Más allá de los programas sociales y de obras de infraestructura como el Tren Maya, el Aeropuerto Internacional Felipe Ángeles, el Corredor Interoceánico y la refinería de Dos Bocas; más allá del combate a la corrupción, la reorientación de los presupuestos públicos, la lucha contra la pandemia; más allá incluso del rescate del sector energético de la nación y de la recuperación de la soberanía nacional, las generaciones futuras tendrán un recuerdo entrañable de esta administración porque ha gobernado para el pueblo y porque ha destruido los blindajes hieráticos que cobijaban al poder público: no más residencia de Los Pinos, no más Estado Mayor Presidencial, no más avión, no más figuras inalcanzables, inapelables e inamovibles durante seis años.
No deja de resultar paradójico que la propia oposición político-empresarial y su enjambre de opinadores, con su campaña insolente de descalificaciones y calumnias, hayan contribuido a destruir las actitudes reverenciales de la sociedad a los gobernantes. ¿Que al poder se le critica? Pues que se sigan dando vuelo por lo que falta de este sexenio –a fin de cuentas, no tienen otra cosa que hacer–, pero que tengan bien presente que nunca más podrán disponer de un gerente intocable e impune en el Poder Ejecutivo.
El ejercicio de este domingo será la puntilla para esas actitudes de impotente resignación que brotaban en la ciudadanía cuando un presidente exhibía desde el primer año que carecía de los atributos necesarios para ejercer el cargo, como Zedillo, que estaba traicionando su mandato, como Fox, o que realmente era un peligro para México, como Calderón. O peor: había unos que desde antes de imponerse en la Presidencia ya eran fracasos manifiestos, como Peña.
La instauración de las consultas de revocación de mandato como práctica consuetudinaria de la vida republicana darán a la sociedad el instrumento necesario para quitarse de encima a gobernantes que para la mayoría de la población resultan fallidos, indeseables, odiosos, es decir, como esos que añoran la oposición y sus corifeos. En suma: más allá de que resulte en una ratificación del respaldo popular al presidente López Obrador o no, la consulta del domingo permitirá asentar como conquista histórica un mecanismo invaluable para cumplir con el espíritu del artículo 39 constitucional: la soberanía nacional reside en el pueblo y todo poder público dimana de él.

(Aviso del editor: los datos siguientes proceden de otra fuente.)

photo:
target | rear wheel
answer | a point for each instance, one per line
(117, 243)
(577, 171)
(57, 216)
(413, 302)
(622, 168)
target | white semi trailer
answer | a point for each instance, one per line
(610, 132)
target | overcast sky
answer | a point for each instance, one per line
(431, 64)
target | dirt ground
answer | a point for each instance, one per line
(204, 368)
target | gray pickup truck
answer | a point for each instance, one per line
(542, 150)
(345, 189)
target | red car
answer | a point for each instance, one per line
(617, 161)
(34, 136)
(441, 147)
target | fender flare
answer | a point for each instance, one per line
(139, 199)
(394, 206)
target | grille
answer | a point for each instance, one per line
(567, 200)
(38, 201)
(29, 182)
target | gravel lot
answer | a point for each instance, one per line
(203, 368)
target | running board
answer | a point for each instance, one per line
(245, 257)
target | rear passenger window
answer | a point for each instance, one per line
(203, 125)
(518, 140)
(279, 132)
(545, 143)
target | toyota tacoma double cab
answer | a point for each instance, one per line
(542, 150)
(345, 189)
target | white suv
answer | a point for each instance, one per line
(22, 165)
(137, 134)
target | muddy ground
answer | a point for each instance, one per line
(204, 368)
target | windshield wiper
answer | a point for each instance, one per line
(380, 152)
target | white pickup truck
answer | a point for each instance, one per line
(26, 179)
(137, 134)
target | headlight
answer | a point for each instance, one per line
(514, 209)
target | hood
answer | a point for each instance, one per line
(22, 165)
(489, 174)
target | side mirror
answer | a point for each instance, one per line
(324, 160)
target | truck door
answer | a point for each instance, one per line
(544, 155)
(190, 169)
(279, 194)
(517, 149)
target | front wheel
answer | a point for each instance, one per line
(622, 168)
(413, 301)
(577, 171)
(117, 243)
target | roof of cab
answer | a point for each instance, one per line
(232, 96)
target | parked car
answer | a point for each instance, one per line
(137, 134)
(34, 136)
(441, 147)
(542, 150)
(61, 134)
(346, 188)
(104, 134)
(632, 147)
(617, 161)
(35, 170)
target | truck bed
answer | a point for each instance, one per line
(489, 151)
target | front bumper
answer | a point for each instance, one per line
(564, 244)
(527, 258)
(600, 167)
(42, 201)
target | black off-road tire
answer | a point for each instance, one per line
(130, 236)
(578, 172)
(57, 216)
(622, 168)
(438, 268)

Es precisamente la atribución del pueblo para asegurarse que el poder público le sea fiel lo que tanto molesta y angustia a la reacción, esa que tanto reclama contrapesos al Ejecutivo y que se horroriza de tener como contrapeso a la sociedad misma, sin la mediación de esos organismos autónomos que fueron erigidos en poderes públicos, pero que no dimanan del pueblo, sino de arreglos y enjuagues en lo oscurito entre los partidos y personeros del régimen oligárquico.
La más disfuncional de esas entidades es, desde luego, el Instituto Nacional Electoral, y el Tribunal Electoral, Frankensteins institucionales a los que se dotó de facultades desmedidas y autocráticas disfrazadas de dispositivos contra los fraudes electorales que se cocinaron en las entrañas o con el cobijo del propio INE y de su antecesor, el IFE, y que fueron bendecidos por el tribunal: unas cosas con potestades para censurar a políticos y funcionarios, para vetar programas y estatutos y hasta para imponer dirigentes a los partidos políticos. No es de extrañar que en el grupo que controla el Consejo General del INE la consulta de revocación de mandato, una práctica de democracia pura y viva, haya sido vista desde un principio con profunda animadversión. Por eso el organismo se empeñó en condicionar la consulta a la aprobación de un presupuesto desmedido y desde que se le rechazó tal pretensión se ha esmerado en minimizar la participación popular, en regatear el número de casillas, en reducir la difusión del ejercicio hasta lo imperceptible.
En suma, los prolegómenos de la consulta no sólo han resultado indicativos del horror que las élites reaccionarias y neoliberales sienten por la democracia participativa, sino también que el órgano que debiera impulsar el desarrollo de la democracia en México se ha dedicado a obstaculizarlo porque, a fin de cuentas, forma parte de esas mismas élites. Por eso la transformación del país no sólo debe pasar por la aplicación efectiva del principio de que el poder público dimana del pueblo, sino también del precepto de que éste “tiene en todo tiempo el inalienable derecho de alterar o modificar la forma de su gobierno”. Es necesario visualizar, pues, que una vez pasada la consulta y la lucha por la reforma eléctrica deberá emprenderse una reforma política y electoral que abra paso a la renovación institucional de los organismos electorales y del régimen de partidos.
Por ahora, este domingo toda la ciudadanía que simpatice con la transformación de la vida pública en curso debe ir a las urnas.